Many will be aware of the government's controversial plans to turn every school into an Academy by 2022, which have been watered down, but far from abandoned completely. Fewer may be aware of Multi Academy Trusts (MATs), the entities that are increasingly overseeing the activities of Academies.
There are now 973 functioning MATs across England and the number is growing rapidly. Estimates for the number of MATs that will be needed over the next few years range from 1,000 to an enormous 10,000. The Department for Education's recently published White Paper says it expects "most schools [to be] in dynamic MATs".
Whatever you think about the rise of MATs, such a seismic transformation of the structure of England's school system needs to be carefully monitored. This is one of the reasons the Education Select Committee is currently undertaking a wide-ranging inquiry into the role of MATs.
Last week, the two "Knights" of education were summoned to give evidence to the inquiry. Sir David Carter, the National Schools Commissioner and Sir Michael Wilshaw, Chief Inspector of school inspection body Ofsted, were given a two-hour grilling by a group of MPs led by Neil Carmichael.
The revealing exchanges brought home why we should all be keeping a close eye on the development of MATs. Here are five reasons why:
1) Teachers are evidently concerned about the rise of MATs
An important bellwether of the success of MATs are classroom teachers. They, after all, are experiencing their effects in the classroom every day. A recent survey of 800 teachers by research house SchoolZone has found teachers have serious concerns. 71% disagreed with the idea that most schools will have to form or join MATs. Only 11% agreed. A greater 79% of teachers are opposed to the further development of MATs.
2) Schools risk losing considerable autonomy
Schoolzone says that teachers are, "often most concerned over the lack of autonomy that they fear being part of a MAT might bring". One example is if budgets were "out of the control of school or department heads", or if the MAT insisted on a particular curriculum or resources. As Schoolzone notes, "teachers value being able to exercise their personal judgement in these matters". And rightly so, as given they have more practical experience than anyone else about what works and what doesn't work in terms of helping children learn.
3) There are serious concerns around transparency
Much noise has been made about the large salaries of the CEOs of some MATs, the salary of the highest paid leader is now reportedly £370,000, "more than two-and-a-half times that of [the] Prime Minister". While it's important that MATs get the best people to run them, it is equally important that these leaders are accountable for their progress. Sir Wilshaw pointed out that in the seven failing MATs he inspected, there was "£110 million that was not being spent on the children". £10 million was apparently being spent on consultancies. "We want to know," he said, "why those failing MATs were not spending this money on children". He is not alone in wanting to know the answer to that.
4) They may prove too big, and too important, to fail
In 2014, it was reported that Royston Schools Academy Trust was bailed out by the government as it faced an £800,000 deficit.

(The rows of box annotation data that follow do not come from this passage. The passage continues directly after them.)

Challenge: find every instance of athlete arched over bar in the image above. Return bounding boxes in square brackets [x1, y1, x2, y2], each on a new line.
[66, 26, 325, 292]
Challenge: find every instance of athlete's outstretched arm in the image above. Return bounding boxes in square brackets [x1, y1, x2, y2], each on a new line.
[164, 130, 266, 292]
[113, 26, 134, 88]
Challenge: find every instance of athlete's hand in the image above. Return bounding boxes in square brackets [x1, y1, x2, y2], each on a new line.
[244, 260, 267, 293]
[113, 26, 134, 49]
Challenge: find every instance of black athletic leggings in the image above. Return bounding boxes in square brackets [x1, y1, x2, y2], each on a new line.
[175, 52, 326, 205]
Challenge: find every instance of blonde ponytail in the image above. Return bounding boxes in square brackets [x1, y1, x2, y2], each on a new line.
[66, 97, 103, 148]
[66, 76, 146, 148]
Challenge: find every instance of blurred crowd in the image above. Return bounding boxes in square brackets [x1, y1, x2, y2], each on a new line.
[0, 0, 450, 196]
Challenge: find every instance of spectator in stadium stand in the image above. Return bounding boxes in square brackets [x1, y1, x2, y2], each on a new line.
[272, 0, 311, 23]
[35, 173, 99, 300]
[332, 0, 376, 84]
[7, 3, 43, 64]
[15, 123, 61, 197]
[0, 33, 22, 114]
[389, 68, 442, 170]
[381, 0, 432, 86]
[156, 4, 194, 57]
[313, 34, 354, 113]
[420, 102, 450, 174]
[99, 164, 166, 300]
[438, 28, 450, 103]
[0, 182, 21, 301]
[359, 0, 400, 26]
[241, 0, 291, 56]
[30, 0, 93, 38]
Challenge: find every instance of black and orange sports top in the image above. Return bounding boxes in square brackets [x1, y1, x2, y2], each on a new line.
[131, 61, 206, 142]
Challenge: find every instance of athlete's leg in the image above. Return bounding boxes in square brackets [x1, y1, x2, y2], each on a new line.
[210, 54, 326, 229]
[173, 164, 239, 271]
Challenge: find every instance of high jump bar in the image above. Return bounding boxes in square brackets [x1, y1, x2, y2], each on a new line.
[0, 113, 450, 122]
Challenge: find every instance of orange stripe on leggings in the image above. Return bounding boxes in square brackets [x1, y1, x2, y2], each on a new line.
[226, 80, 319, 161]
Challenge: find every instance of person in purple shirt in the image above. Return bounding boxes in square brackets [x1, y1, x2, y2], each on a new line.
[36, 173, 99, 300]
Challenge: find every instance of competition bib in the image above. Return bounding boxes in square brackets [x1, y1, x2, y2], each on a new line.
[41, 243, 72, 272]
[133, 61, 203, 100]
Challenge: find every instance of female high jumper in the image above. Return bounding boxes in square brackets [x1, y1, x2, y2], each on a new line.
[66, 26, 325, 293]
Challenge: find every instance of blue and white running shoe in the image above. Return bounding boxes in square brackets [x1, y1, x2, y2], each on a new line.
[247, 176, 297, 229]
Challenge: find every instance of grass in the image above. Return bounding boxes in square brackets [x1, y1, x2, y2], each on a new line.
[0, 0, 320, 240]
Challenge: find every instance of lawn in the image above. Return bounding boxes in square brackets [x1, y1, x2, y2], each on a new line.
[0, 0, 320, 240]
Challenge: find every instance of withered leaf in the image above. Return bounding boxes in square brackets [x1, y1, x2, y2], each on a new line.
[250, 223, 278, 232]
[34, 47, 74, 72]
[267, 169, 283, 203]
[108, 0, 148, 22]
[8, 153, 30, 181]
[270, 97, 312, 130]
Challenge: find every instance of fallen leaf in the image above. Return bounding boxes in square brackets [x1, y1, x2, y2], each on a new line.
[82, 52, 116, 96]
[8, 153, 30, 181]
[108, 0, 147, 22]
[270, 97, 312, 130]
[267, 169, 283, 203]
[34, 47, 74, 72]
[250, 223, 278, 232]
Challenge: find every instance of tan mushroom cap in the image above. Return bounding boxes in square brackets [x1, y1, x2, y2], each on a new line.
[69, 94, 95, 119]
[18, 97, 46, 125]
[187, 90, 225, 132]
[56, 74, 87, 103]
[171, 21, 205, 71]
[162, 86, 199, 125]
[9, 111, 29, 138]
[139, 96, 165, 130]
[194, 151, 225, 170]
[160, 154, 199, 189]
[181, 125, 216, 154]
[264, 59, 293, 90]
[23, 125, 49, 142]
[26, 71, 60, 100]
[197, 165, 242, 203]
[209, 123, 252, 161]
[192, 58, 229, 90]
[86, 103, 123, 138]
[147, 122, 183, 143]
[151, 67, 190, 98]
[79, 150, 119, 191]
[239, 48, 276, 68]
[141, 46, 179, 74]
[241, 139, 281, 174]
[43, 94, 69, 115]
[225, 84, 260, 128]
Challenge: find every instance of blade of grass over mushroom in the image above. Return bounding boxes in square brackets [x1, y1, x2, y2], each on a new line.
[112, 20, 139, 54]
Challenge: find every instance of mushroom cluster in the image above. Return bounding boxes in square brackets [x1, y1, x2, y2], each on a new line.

This was a smaller-than-average sized MAT containing just three schools, but it raises awkward questions. If we expect MATs to run like businesses, then we must expect some to fail. If so, how do we deal with the consequences? There are now over 40 MATs with over 10 schools. The consequences of one of these failing should be of great concern - obviously from a financial perspective, but most importantly in terms of the education of the children at these schools.
5) Efficiency doesn't always equal efficacy
Sir Carter observed in the inquiry that, "in some cases there are academies that are performing no better, or minimally better than before, yet the commitment those sponsors make is to improve those schools rapidly". Furthermore, some MATs are looking to increasingly make cost savings through centralising services and rationalising the procurement of resources. It is vital, however, that the resources and services necessary to drive up standards of education in the classroom are not cut back on as a result. Only 5% of an average schools' budget goes on classroom resources, and there is scant room to cut costs without children's education being affected.
As Sir Carter claimed at the inquiry, "this is an embryonic and emerging form of structural leadership in the system and it's going to develop very quickly". It is of great importance to teachers, parents and the next generation alike that this rapidly emerging form of leadership is monitored closely.